Throughout the first years of their infancy I kept daily diaries for my sons, trying to record not so much of my own feelings (which were totally overwhelming at times) but their own developing skills and actions. If blogging was possible then I would have used it for them. The nearest thing I've seen to it is the record being built here, 'Bud of a Bud' which will give a little girl the loving details of her first years.
Many years on and some of my writing comes back again in unexpected ways. The rediscovery of ancient journals has lead to the rediscovery of ancient friendships, and their development into new joys.
It is possible, with some very slightly judicious editing, to give back to my sons an interpretation of the day-to-day living of their first few years; at times hilarious, at times very touching, at times demanding and exhausting, but feeling real and as honest as I could be.
The words go from the brain, into the hand, through the pen, on to the paper.
When I pick up the pen I seldom have a clear knowledge of what it will produce.
Sometimes the words stay there, in the Moleskine notebook, in the smaller notebook in the kitchen, the smaller-still one in the handbag.
Many of them go deeper and wider and end up in different form.
The journals of '68/'69 became published work which led to a second career in writing, but I actually had my first writing published when I was six years old.
As essential as breathing.
Tuesday, 18 May 2010
Isn't it great to DO things with friends?
Instead of the usual fighting over discarded food, stalking and molesting each other, and picking on the weak and maimed, these pigeons were enjoying a spa experience in the city-centre, riverside fountains this morning.
In warm sunshine.
Bathing their contaminated little feet, enjoying the cool spray on their manky old feathers.
Looking better, feeling better.
A sense of calm purpose enveloped them.
Later in the day they won't be able to get near the fountains. The toddlers will be there (also bathing their little feet, but we'll pass over that thought).

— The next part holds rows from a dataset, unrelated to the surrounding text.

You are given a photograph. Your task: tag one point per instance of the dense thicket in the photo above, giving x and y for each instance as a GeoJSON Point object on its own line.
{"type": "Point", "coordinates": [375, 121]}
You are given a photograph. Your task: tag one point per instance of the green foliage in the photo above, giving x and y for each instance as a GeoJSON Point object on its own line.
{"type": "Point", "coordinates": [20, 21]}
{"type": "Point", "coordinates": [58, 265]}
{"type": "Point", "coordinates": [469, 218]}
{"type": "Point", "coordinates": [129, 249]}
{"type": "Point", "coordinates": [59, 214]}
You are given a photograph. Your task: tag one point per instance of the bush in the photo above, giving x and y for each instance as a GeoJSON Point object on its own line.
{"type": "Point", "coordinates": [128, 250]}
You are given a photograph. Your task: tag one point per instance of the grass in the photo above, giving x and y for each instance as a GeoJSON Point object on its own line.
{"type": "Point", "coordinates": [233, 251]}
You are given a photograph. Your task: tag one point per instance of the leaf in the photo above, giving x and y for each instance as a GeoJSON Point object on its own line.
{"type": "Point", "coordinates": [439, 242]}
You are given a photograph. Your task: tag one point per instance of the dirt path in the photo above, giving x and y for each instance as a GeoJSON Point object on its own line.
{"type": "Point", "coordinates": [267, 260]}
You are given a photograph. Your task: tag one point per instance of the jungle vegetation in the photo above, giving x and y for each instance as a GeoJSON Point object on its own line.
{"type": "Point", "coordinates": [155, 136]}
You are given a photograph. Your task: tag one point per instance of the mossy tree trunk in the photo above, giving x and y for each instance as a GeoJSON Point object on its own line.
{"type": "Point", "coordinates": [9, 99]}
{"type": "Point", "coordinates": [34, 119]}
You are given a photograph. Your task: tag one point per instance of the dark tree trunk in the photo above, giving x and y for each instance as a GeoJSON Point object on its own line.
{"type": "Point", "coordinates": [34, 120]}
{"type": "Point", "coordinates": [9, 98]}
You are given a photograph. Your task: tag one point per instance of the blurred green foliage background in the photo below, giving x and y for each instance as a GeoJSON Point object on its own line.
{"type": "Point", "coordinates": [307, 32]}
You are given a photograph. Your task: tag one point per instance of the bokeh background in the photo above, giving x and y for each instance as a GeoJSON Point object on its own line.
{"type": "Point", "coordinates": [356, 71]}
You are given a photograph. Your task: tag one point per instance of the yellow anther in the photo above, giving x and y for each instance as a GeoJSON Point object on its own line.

But in the early morning sun the place was theirs, and they had come together in a crowd, aware of each other, offering protection in numbers, but each enjoying their own experience.
Elsewhere in this early morning, the same community spirit was strong. A great many senior citizens, equipped with Cool-Boxes and sun-hats were making their purposeful way over the bridge to the cricket ground. This is Worcester, I'm talking about, and it is clearly a Big Day.
The same sense of calm purpose was there, the same intent to enjoy the shared experience.
It is said that many of us have three types of community; family, work and other.
'Other' is what we chose to join in with, paddling in the fountain, watching cricket, learning French, playing golf, volunteering for a service.
Not all of us are fortunate enough to have these varieties of community, and many of us lose all or parts of them at different times. It happens, for instance, with retirement, bereavement and when the children leave home. Life gets out of balance, communities change and there is a sometimes difficult and painful period of readjustment.
We don't generally choose our work community (unless we own the whole set-up), and we don't choose our extended families. Blessed are they who find deep compatibility and harmony therein. Challenged are the rest of us.
However, we can chose the 'Other'.
It takes energy and discrimination, and, in my case, a fair bit of trial and error.
I'm working on it; the need for shared enjoyment and the appreciation of calm purpose.
This morning I watched the pigeons. Contaminated feet or not, they got it right today.